In Time

Youth worshipper - Your wife, mother, dad and husband all look like your classmates. Better hurry!

Oct 27, 2011 at 12:00 am
click to enlarge Puppy love: Seyfried and Timberlake in In - Time.
Puppy love: Seyfried and Timberlake in InTime.

In Time

 

C

In Time presents an unspecified future where time is money: You want a latte? That'll be four minutes off your life. Want that sports car? Six months. People in this dystopia stop physically aging at 25; your wife, your mother and your girlfriend all look like classmates. Yet this comes at the cost of a neon countdown timer implanted in your arm; a beast that has to be fueled with credits to continue running. Everything in this genetically perfected society runs on an egg timer of social Darwinism; you can stay young and beautiful forever, but only if you have the means.

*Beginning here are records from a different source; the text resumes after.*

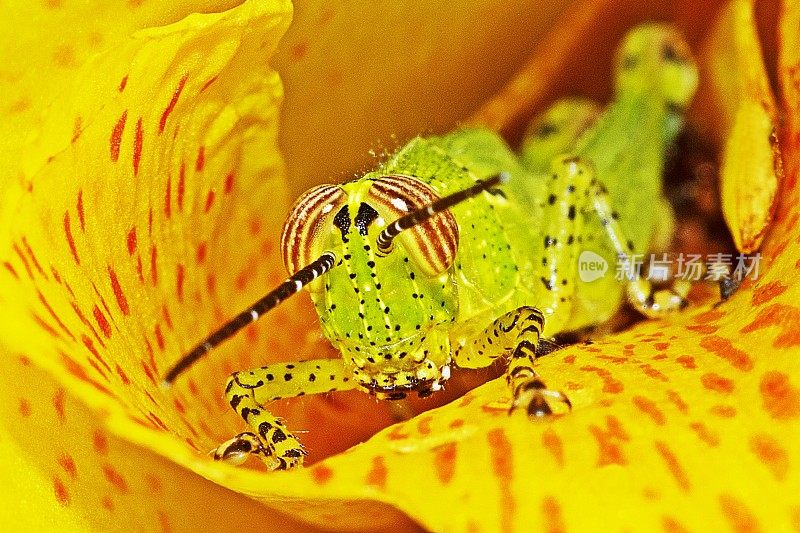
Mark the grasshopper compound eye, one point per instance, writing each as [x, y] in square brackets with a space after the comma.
[309, 218]
[432, 230]
[432, 242]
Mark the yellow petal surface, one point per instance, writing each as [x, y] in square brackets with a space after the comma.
[118, 253]
[64, 471]
[737, 108]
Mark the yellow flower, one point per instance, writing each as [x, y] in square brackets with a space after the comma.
[142, 193]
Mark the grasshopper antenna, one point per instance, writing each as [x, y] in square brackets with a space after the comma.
[291, 286]
[385, 238]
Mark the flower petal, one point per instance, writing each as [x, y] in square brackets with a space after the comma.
[62, 466]
[738, 110]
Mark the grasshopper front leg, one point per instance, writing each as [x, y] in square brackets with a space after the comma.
[516, 333]
[248, 392]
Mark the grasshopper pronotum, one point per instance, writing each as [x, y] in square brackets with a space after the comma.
[457, 252]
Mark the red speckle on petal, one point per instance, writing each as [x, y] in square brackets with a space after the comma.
[181, 274]
[115, 478]
[60, 491]
[79, 209]
[10, 269]
[715, 382]
[552, 443]
[68, 464]
[153, 265]
[159, 337]
[649, 408]
[101, 320]
[767, 292]
[501, 454]
[100, 442]
[444, 461]
[171, 106]
[200, 162]
[299, 51]
[772, 454]
[781, 399]
[138, 139]
[107, 503]
[704, 434]
[116, 136]
[673, 466]
[377, 474]
[168, 197]
[181, 186]
[122, 301]
[122, 375]
[58, 403]
[552, 516]
[209, 201]
[609, 442]
[739, 516]
[24, 407]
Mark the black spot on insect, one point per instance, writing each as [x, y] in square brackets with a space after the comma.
[675, 108]
[546, 129]
[278, 436]
[366, 214]
[668, 53]
[342, 221]
[235, 401]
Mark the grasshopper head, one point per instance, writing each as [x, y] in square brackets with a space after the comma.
[657, 51]
[387, 312]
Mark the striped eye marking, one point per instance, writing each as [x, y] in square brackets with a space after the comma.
[432, 244]
[306, 222]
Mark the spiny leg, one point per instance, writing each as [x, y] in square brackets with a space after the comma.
[248, 391]
[516, 333]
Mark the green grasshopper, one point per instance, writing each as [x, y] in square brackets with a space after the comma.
[456, 251]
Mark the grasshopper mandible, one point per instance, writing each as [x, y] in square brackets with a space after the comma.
[457, 252]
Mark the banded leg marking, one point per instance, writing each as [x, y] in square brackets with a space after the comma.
[248, 391]
[516, 333]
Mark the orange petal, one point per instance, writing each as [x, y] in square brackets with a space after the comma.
[738, 109]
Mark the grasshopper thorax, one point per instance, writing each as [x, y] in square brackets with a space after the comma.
[388, 313]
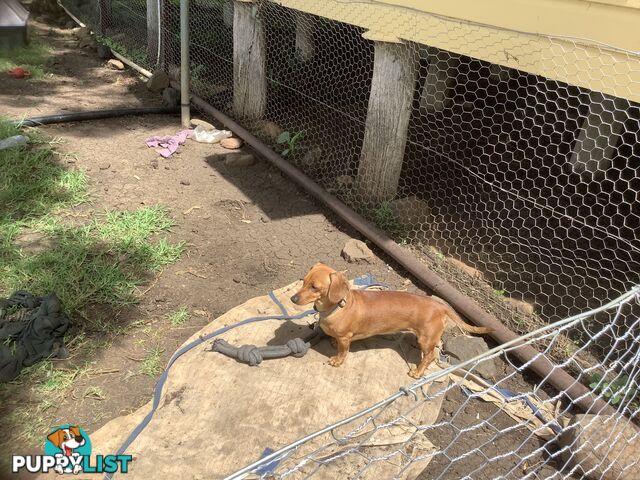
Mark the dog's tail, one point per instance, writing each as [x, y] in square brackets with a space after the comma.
[451, 313]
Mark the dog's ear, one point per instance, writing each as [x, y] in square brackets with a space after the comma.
[338, 288]
[56, 437]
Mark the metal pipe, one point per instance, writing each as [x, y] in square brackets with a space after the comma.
[93, 115]
[184, 63]
[579, 394]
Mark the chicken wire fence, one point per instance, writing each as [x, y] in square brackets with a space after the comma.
[519, 188]
[511, 185]
[453, 423]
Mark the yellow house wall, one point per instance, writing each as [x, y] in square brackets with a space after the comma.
[593, 44]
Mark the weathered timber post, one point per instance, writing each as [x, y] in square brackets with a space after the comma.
[385, 136]
[104, 15]
[305, 28]
[227, 13]
[249, 62]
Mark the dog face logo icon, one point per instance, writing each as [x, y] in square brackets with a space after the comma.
[68, 441]
[67, 449]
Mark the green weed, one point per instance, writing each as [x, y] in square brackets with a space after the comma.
[34, 57]
[178, 317]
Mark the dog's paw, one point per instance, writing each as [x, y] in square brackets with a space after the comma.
[335, 361]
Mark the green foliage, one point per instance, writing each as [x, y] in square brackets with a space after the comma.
[291, 142]
[622, 389]
[35, 57]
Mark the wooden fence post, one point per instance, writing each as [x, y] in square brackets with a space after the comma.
[249, 62]
[385, 136]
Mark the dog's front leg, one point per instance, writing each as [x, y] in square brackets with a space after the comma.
[343, 348]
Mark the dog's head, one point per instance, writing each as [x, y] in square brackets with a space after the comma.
[323, 285]
[67, 439]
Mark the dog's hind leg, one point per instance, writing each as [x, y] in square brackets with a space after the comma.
[343, 348]
[427, 346]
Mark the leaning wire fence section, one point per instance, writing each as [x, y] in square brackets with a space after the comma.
[453, 423]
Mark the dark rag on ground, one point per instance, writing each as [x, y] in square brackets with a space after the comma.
[31, 329]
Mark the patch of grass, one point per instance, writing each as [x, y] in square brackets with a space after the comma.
[151, 365]
[178, 317]
[34, 57]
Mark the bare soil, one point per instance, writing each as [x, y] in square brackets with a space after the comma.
[248, 230]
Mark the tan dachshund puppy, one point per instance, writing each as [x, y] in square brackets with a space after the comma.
[349, 315]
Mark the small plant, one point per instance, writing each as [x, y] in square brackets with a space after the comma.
[178, 317]
[616, 391]
[292, 142]
[151, 365]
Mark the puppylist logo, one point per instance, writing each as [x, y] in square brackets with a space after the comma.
[67, 449]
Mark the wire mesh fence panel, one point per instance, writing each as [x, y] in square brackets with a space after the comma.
[518, 188]
[456, 423]
[131, 28]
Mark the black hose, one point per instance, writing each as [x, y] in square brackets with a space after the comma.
[94, 115]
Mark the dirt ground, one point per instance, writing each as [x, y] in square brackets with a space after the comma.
[248, 230]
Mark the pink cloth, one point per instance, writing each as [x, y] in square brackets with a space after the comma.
[167, 146]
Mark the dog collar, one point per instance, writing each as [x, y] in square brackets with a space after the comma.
[341, 304]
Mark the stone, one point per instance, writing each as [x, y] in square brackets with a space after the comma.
[601, 447]
[410, 211]
[34, 242]
[462, 348]
[520, 305]
[355, 251]
[469, 270]
[115, 64]
[206, 125]
[272, 130]
[104, 52]
[231, 143]
[158, 81]
[170, 97]
[239, 160]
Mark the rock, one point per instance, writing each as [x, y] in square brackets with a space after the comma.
[206, 125]
[469, 270]
[34, 242]
[410, 211]
[231, 143]
[356, 251]
[170, 97]
[158, 81]
[462, 348]
[345, 181]
[520, 305]
[104, 52]
[239, 160]
[115, 64]
[272, 130]
[601, 446]
[312, 157]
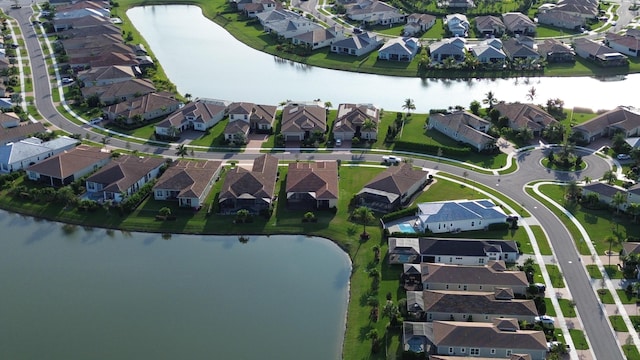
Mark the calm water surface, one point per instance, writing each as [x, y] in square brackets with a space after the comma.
[90, 294]
[202, 59]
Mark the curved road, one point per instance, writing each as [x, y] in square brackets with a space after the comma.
[595, 322]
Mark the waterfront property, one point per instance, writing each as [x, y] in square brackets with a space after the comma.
[187, 181]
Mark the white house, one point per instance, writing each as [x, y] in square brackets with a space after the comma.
[458, 215]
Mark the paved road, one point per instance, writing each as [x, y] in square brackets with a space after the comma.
[594, 320]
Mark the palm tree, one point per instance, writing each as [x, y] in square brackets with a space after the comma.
[365, 215]
[490, 99]
[182, 150]
[409, 105]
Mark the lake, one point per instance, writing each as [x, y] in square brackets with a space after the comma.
[203, 59]
[75, 293]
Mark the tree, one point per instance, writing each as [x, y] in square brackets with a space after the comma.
[364, 215]
[490, 99]
[409, 105]
[182, 150]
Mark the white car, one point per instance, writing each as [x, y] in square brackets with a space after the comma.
[545, 320]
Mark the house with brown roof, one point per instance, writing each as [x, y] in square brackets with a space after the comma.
[300, 121]
[356, 120]
[501, 338]
[312, 185]
[525, 116]
[253, 190]
[480, 306]
[392, 188]
[187, 181]
[465, 127]
[123, 177]
[143, 108]
[71, 165]
[624, 119]
[199, 115]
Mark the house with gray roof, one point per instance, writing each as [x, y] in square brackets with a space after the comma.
[458, 215]
[199, 115]
[418, 23]
[599, 53]
[188, 182]
[252, 190]
[392, 188]
[19, 155]
[357, 45]
[66, 167]
[526, 116]
[399, 49]
[479, 306]
[489, 25]
[518, 23]
[356, 120]
[500, 339]
[123, 177]
[624, 119]
[464, 127]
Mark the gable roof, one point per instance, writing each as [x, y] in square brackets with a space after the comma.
[259, 183]
[124, 171]
[190, 178]
[320, 178]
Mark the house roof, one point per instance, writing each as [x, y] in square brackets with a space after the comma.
[395, 181]
[300, 118]
[525, 115]
[259, 183]
[319, 178]
[189, 178]
[69, 162]
[471, 302]
[124, 171]
[486, 335]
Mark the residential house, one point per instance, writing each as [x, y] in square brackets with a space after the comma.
[123, 177]
[464, 127]
[392, 188]
[64, 168]
[312, 185]
[418, 23]
[489, 52]
[399, 49]
[457, 25]
[450, 251]
[356, 121]
[301, 121]
[625, 44]
[477, 306]
[489, 25]
[319, 38]
[252, 190]
[143, 108]
[199, 115]
[624, 119]
[518, 23]
[19, 155]
[356, 45]
[500, 339]
[526, 116]
[454, 48]
[259, 117]
[106, 75]
[555, 51]
[458, 215]
[187, 181]
[374, 12]
[599, 53]
[522, 47]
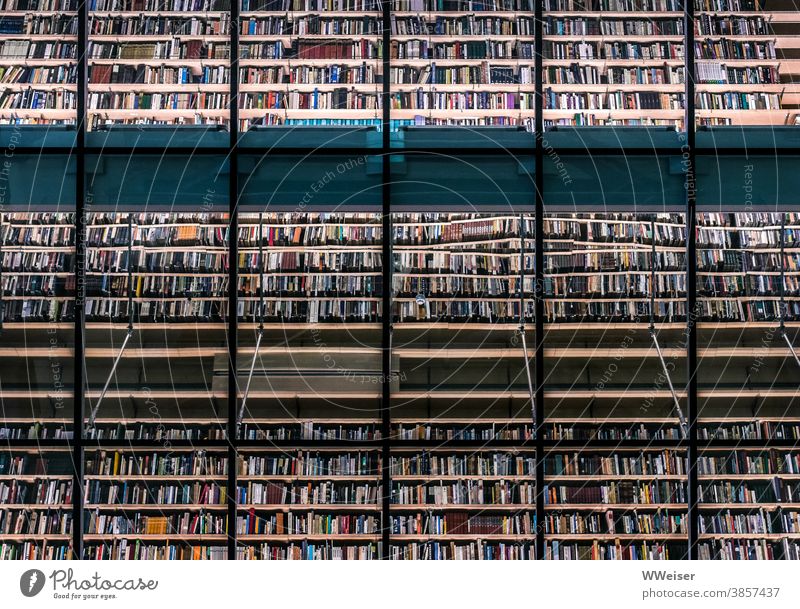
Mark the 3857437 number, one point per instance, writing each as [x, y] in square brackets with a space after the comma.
[744, 592]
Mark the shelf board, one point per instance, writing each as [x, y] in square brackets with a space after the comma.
[331, 537]
[94, 537]
[461, 537]
[311, 507]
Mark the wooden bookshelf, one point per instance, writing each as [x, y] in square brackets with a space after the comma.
[309, 476]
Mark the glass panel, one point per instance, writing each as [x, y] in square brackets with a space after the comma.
[743, 74]
[463, 473]
[38, 69]
[747, 384]
[309, 377]
[35, 504]
[462, 63]
[310, 62]
[478, 183]
[613, 62]
[167, 324]
[38, 311]
[306, 183]
[158, 63]
[157, 182]
[148, 505]
[615, 473]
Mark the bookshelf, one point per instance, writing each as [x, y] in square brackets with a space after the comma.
[303, 62]
[38, 62]
[308, 62]
[158, 63]
[161, 280]
[146, 505]
[36, 486]
[311, 456]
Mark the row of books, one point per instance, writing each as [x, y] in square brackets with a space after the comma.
[35, 522]
[758, 523]
[640, 493]
[467, 492]
[775, 461]
[319, 261]
[157, 101]
[607, 523]
[476, 550]
[309, 551]
[475, 464]
[311, 493]
[137, 493]
[41, 492]
[650, 463]
[307, 523]
[305, 463]
[158, 25]
[775, 491]
[332, 234]
[462, 523]
[155, 464]
[187, 523]
[619, 550]
[157, 75]
[124, 549]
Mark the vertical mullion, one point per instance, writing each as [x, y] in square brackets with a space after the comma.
[691, 273]
[386, 295]
[233, 274]
[538, 280]
[80, 283]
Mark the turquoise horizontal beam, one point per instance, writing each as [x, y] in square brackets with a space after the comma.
[163, 182]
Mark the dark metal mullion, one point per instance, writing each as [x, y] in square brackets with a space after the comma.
[688, 154]
[233, 276]
[538, 279]
[386, 293]
[80, 283]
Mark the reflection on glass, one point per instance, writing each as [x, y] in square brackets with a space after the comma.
[462, 63]
[747, 384]
[463, 473]
[156, 297]
[310, 62]
[158, 62]
[309, 375]
[613, 62]
[35, 503]
[606, 380]
[742, 78]
[38, 308]
[38, 70]
[155, 505]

This is a delightfully complex high-concept idea is clumsily wrapped around chase-movie gear-works then used to bludgeon the audience with manufactured thrills. Similarities abound with the '70s cheeseball sci-fi spectacular Logan's Run, which also involved a pair of photogenic outlaws rebelling against a lethally youth-obsessed society, though sadly this one doesn't involve monorails, lycra jumpsuits or ray guns. Instead, we have a faintly futuristic slum that looks just like some of the grungier parts of Los Angeles, but is called "Dayton." Will Salas (Justin Timberlake) is one disgruntled resident, a factory drone living day-by-day (literally), until he rescues a wealthy man from thugs. This kindly stranger has had far too much of the good life, and grants Will with a bonus century before committing suicide by jumping into the same concrete river basin John Travolta drag-raced in Grease.

The local thugs, and Cillian Murphy's hard-driving inspector, can't believe Will's sudden good fortune, and he's soon in a desperate race to keep one step ahead of the forces that won't cut a poor kid a break. His improvised escape plan involves breaking into the guarded rich folks' zone, then kidnapping a millionaire's daughter (Amanda Seyfried) and heading out on the lam. Together they become a sort of Versace-ad Bonnie and Clyde, liberating banks, and spreading the pilfered minutes around to the poor, in order to overturn civilization's rotten applecart.

Talk about good timing: The movie's proletariat revolt and economic-justice message dovetails beautifully with the current Occupy phenom. Too bad the provocative theme and power-to-the-people message is overridden by action beats and chase movie tropes that involve absurd coincidences happening roughly every seven minutes.

Writer-director Andrew Niccol got more mileage out of the eugenically perfect world of haves and have-nots in the semi-classic Gattaca, but here he runs out of time to explain his theme. Stiff acting and storytelling shortcuts undermine a clever concept. After an intriguing first half, you'll probably be checking your watch.